Le «capital social», un trésor ignoré des entreprises

Dix ans après, le constat persiste. «Les termes de “transformation digitale” ne recouvrent pas les mêmes notions pour tout le monde» , estime Arnaud Rayrole, fondateur et directeur général du cabinet de conseil Lecko. Et les outils collaboratifs peinent à percer. Les salariés utilisent en priorité le mail (66 %) et un cinquième seulement (20%) a recours à des applications spécialisées. L’étude de Lecko note aussi l’usage intensif d’outils externes qui créent un «shadow IT»: 67% des collaborateurs y ont recours.

Constatant que l’entreprise «n’intègre pas naturellement les évolutions du digital sur son modèle culturel et organisationnel et ses pratiques managériales», l’étude appelle à repenser la cohérence et l’articulation entre moyens octroyés, cadre à respecter et incitations à collaborer. Les auteurs regrettent que même parmi les entreprises du CAC40, «ces sujets ne sont pas convenablement traités et, lorsqu’ils le sont, [c’est] sans articulation entre l’IT, les RH et la stratégie d’entreprise».
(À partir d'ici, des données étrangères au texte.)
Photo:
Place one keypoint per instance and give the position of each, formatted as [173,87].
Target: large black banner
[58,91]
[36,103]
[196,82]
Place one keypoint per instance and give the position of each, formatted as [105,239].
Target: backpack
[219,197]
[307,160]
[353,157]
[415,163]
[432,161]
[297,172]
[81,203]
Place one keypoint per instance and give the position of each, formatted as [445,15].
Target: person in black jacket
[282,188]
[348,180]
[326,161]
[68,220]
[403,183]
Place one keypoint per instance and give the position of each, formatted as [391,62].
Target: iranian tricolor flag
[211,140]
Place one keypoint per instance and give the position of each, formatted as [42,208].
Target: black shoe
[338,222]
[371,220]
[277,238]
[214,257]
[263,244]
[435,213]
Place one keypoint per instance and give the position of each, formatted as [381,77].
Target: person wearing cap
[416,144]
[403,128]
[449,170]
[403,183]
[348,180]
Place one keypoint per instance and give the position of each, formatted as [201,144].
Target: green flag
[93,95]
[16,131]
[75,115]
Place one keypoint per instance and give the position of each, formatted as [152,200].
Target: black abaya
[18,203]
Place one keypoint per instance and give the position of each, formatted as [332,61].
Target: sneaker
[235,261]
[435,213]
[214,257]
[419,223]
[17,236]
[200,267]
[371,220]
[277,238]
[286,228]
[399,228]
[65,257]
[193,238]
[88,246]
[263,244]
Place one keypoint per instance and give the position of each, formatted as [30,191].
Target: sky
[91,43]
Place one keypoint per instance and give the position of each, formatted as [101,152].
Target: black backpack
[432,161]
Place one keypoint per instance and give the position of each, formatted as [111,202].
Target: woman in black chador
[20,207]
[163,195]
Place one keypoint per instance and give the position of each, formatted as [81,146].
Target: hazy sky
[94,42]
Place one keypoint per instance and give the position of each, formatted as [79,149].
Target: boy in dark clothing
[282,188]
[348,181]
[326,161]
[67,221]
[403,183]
Deux risques pointent à l’horizon. Le premier: voir les collaborateurs délaisser les outils internes. Bien peu de choses cependant en comparaison du second risque: l’impossibilité d’accéder aux «données secondaires décrivant les relations entre les collaborateurs». Or ce «capital social» peut livrer des enseignements cruciaux pour mieux connaître les modes de travail réels et donc transformer efficacement l’entreprise. Les efforts que déploient les éditeurs comme IBM pour intégrer l’intelligence artificielle dans leur offre collaborative révèle bien l’importance stratégique de ces données. Une évidence qui échappe encore à la grande majorité des entreprises.